On Thursday, Senate Armed Services Committee held a confirmation hearing for Lt. Gen. Michael Langley, who is nominated to become the nation’s first Black Marine four-star general.

Langley was nominated by President Biden in June to become the commander of U.S. Africa Command ― the combatant command responsible for American military operations in Africa.

“It is a great honor to be the president’s nominee to lead U.S. AFRICOM,” Langley said during his hearing. “I am grateful to the trust and confidence extended by him, the Secretary of Defense, the Chairman of the Joint Chiefs of Staff and the Commandant of the Marine Corps.”

Langley, a native of Shreveport, Louisiana, graduated from the University of Texas at Arlington and has served in the Marine Corps since 1985, according to his Marine Corps bio.

It also noted he has multiple advanced degrees including a master’s in national security strategic studies from the U.S. Naval War College and a master’s in strategic studies from the U.S. Army War College. During his confirmation he was joined by his family, including his father, retired U.S. Air Force Master Sgt. Willie C. Langley.

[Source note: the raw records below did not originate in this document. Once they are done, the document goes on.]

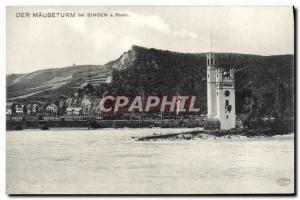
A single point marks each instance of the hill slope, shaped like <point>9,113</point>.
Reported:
<point>152,71</point>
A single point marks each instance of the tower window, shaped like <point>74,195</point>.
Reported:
<point>227,102</point>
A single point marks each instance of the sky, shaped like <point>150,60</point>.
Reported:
<point>35,43</point>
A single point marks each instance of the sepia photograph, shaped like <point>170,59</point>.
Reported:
<point>150,100</point>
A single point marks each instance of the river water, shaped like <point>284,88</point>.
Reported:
<point>109,161</point>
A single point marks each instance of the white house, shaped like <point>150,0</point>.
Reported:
<point>52,108</point>
<point>32,108</point>
<point>74,111</point>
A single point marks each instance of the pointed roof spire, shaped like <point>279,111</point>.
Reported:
<point>211,42</point>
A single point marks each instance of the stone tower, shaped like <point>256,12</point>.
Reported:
<point>211,85</point>
<point>220,94</point>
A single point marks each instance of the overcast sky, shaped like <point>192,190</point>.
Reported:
<point>41,43</point>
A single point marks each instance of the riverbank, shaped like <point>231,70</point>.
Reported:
<point>206,134</point>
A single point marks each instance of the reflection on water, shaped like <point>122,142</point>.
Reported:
<point>110,161</point>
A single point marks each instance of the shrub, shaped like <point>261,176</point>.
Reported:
<point>212,124</point>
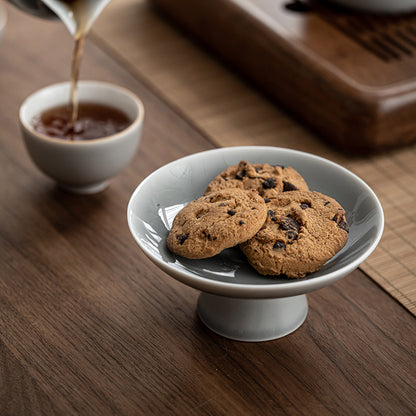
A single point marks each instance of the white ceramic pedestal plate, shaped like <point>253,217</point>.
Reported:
<point>235,301</point>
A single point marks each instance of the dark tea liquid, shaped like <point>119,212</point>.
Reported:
<point>93,121</point>
<point>82,12</point>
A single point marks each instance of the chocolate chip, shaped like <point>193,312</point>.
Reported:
<point>240,175</point>
<point>287,186</point>
<point>344,226</point>
<point>270,213</point>
<point>289,223</point>
<point>279,245</point>
<point>292,236</point>
<point>182,238</point>
<point>269,183</point>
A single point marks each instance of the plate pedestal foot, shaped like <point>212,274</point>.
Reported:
<point>252,320</point>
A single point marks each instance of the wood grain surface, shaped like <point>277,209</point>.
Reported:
<point>89,326</point>
<point>227,109</point>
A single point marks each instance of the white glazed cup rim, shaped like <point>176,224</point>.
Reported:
<point>26,122</point>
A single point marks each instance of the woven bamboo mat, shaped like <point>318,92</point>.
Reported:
<point>232,113</point>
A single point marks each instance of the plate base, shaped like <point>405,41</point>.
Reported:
<point>252,320</point>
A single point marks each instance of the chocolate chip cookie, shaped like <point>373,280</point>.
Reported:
<point>216,221</point>
<point>266,179</point>
<point>302,231</point>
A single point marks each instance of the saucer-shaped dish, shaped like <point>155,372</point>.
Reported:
<point>237,302</point>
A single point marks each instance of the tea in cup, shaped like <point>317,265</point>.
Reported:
<point>76,159</point>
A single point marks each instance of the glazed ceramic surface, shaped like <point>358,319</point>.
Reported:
<point>82,166</point>
<point>160,196</point>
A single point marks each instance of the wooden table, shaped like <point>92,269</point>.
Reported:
<point>89,326</point>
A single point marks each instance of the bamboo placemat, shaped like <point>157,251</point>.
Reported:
<point>232,113</point>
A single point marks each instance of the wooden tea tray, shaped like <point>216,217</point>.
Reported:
<point>351,77</point>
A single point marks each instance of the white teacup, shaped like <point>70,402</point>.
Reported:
<point>82,166</point>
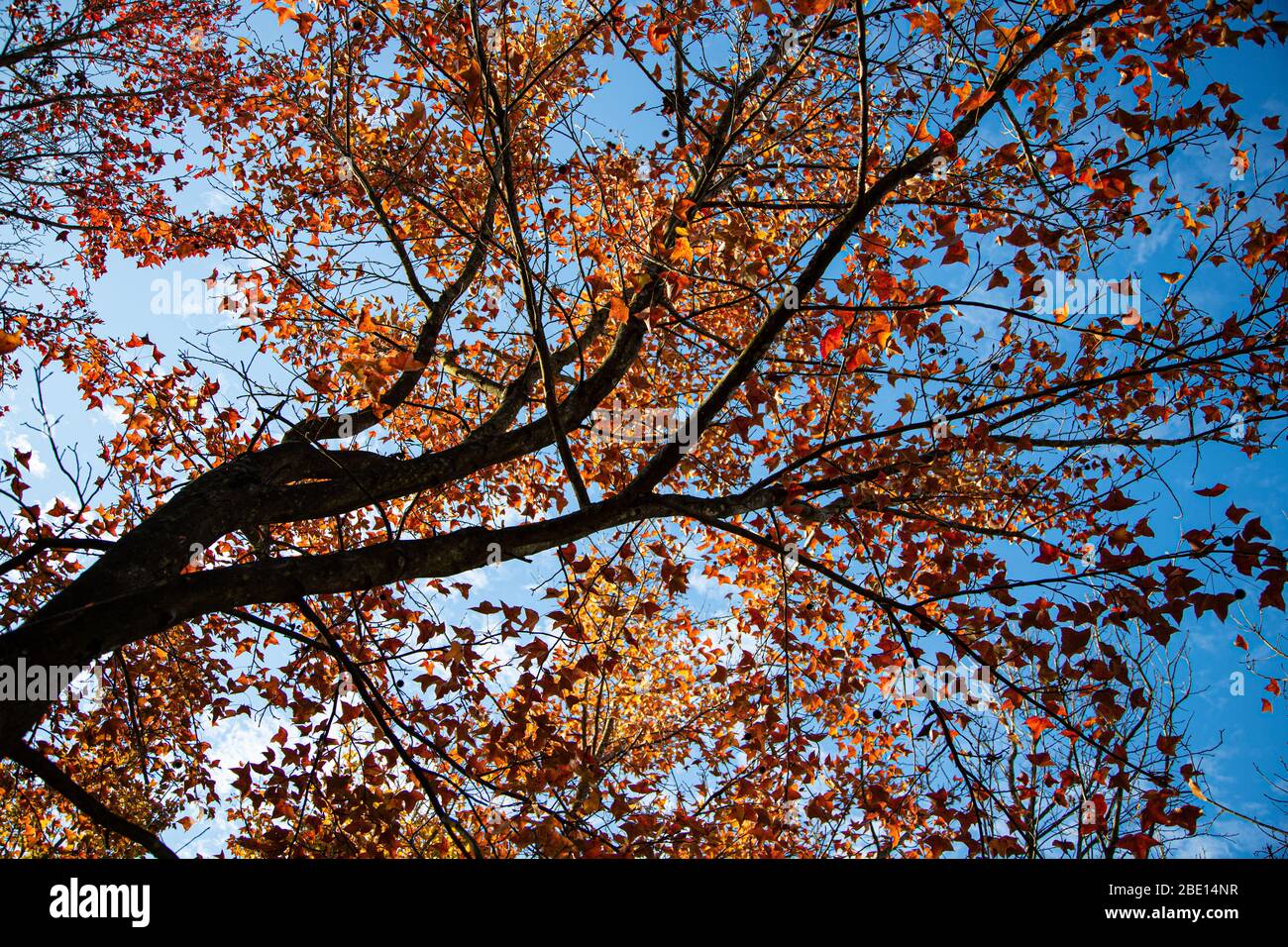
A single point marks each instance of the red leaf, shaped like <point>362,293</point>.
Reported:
<point>832,341</point>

After serving in several leadership roles during his 37 years in both the Pentagon and Marine Corps, and deployments to both Japan and Afghanistan, Langley assumed his current duties as the chief of Fleet Marine Force, Atlantic, Marine Forces Command and Marine Forces Northern Command in November 2021, according to his Marine Corps bio.

A predecessor of his was removed from a position as the leader of U.S. Marine Corps Forces Europe and Africa after allegedly using racial slurs in the presence of other Marines.

Langley is expected to be confirmed by the full Senate, marking a major step for diversity in the Marine Corps’ 246-year history. More than 70 White men have risen to the Marines’ highest ranks in that same time, according to the Washington Post.

The move to install Langley as the leader of U.S. service members in Africa also comes as American troops are once again stationed in Somalia and striking against al-Shabab.

Committee chairman Jack Reed, D-Rhode Island, shared in his opening remarks that he thinks Langley would be taking up this new role at a “critical time,” citing security situations in both East and West Africa as a need to expedite his confirmation ahead of the upcoming August recess.

The committee’s lead Republican, James Inhofe R-Oklahoma, agreed with the sentiment in his opening statement before directly addressing Langley.

“So, General Langley, once you assume your role, I want you to keep in mind the legacy of AFRICOM, what it is and how far we’ve come and how much more work needs to be done,” Inhofe said.

If confirmed, Langley will be based in Stuttgart, Germany, commanding roughly 6,000 U.S. troops in Africa, including about 1,300 in West Africa and about 3,500 in Djibouti, as reported by the Washington Post.

The committee also spoke during the hearing to Lt. Gen. Bryan Fenton, who is nominated to become the next commander of U.S. Special Operations Command.